En Europe, c’est le monde d’avant la mondialisation qu’il s’agit de recréer en rejetant ceux qui sont perçus comme un obstacle à ce projet, comme les migrants. Après leurs succès en Italie et dans une mesure moindre, en France et en Allemagne entre autres, les nouveaux fascismes européens peuvent faire voler en éclats l’Union lors des prochaines élections européenne et précipiter le continent dans un chaos dont ils espèrent tirer parti.

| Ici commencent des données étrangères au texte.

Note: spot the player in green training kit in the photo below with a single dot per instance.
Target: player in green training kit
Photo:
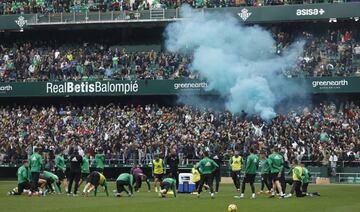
(235, 164)
(35, 168)
(85, 168)
(60, 168)
(23, 179)
(252, 163)
(305, 182)
(52, 181)
(276, 164)
(100, 161)
(93, 181)
(166, 185)
(123, 180)
(206, 168)
(265, 173)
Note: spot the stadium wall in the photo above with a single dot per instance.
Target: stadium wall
(155, 87)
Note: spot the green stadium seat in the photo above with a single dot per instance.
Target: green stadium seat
(350, 179)
(357, 180)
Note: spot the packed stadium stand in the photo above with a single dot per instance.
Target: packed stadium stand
(134, 129)
(134, 133)
(328, 51)
(59, 6)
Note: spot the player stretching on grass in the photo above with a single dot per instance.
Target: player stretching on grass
(206, 167)
(123, 180)
(23, 179)
(139, 177)
(93, 181)
(60, 168)
(52, 181)
(166, 185)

Les nouveaux fascistes européens rejettent donc les musulmans comme les salafistes rejettent les juifs, les chrétiens et les athées. A chacun son paria de prédilection. Les uns utilisent pour l’instant l’arme du vote. Les autres choisissent le terrorisme. Mais il y a entre ces deux fascismes antagonistes une profonde parenté.
Fascismes et milices
Certes, les nouveaux fascismes européens n’exercent pas leur violence avec autant de mise en spectacle que d’autres formes, dont le salafisme. Cela dit, en Slovaquie, par exemple, (lire cet article de 24 Heures), en Hongrie (voir la vidéo ci-dessous) et ailleurs les milices d’extrême droite se multiplient. En Grèce, celles du parti néonazi Aube Dorée sont prêtes à l’usage. Et les tifosi néofascistes du Calcio risquent fort de sortir des stades pour s’en aller jouer les terreurs comme les camicie nere de Mussolini. Dont ils se réclament d’ailleurs ouvertement comme la Legade Salvini qui détient le pouvoir en Italie.
Il existe entre les partis d’extrême droite d’apparence plus ou moins présentable (comme l’UDC en Suisse, le PVV aux Pays-Bas) et les mouvements ouvertement néofascistes des variations de degrés dans l’intensité de l’action mais le fond idéologique leur est commun.
Comment faire digue à ces dingues ? S’il existait une méthode simple et infaillible, la question ne serait même pas posée. Pour commencer, bien nommer la chose. Le terme de « populisme » gomme la filiation entre les formes anciennes du fascisme et ses formes actuelles. Il existe une nébuleuse des fascismes nouveaux. Désignons-là. Mais n’en restons pas là.